La inutilidad que viene dada en las cosas que pierden su capacidad funcional es una cualidad muy circunstancial en un libro, en Venezuela. Aquí no hay texto carente de esa cosa tan maravillosa que es servir para algo, aunque lo parezca. La palabra lo impide, pero sobre todo la crisis no lo deja.

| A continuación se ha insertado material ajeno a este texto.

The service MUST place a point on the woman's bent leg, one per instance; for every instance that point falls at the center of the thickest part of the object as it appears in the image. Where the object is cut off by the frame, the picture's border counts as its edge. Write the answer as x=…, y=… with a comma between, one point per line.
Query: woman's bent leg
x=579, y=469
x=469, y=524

Décadas inciertas han obligado a recurrir con frecuencia a libros desterrados del interés personal o profesional —aunque no de la biblioteca—. Y eso se explica: o no tienes dinero parar nutrirte con  títulos nuevos y jamás renunciarías al placer de leer, o fantasmas de la historia te obligan, como el regreso del Jedi, a buscar aquel libro que perdió hasta el lomo, y se vuelve de pronto un privilegio tenerlo.

Es así como, por ejemplo, por culpa de la tortuosa incompetencia de la burocracia oficial te alegras —¡por Dios!— de no haber echado al cesto de basura El principio de Peter, de Laurence J. Peter, como lo habías decidido más de una vez.

Claro, siempre habrá una lista de libros que por los temas parece que pierden toda cualidad y van arrumándose silenciosos en la biblioteca. Pero qué va. Ni la Constitución Bolivariana, a la que se considera el “libro muerto” en Venezuela, figura en ella. Por cada violación o incumplimiento, emerge un debate y una activa ONG.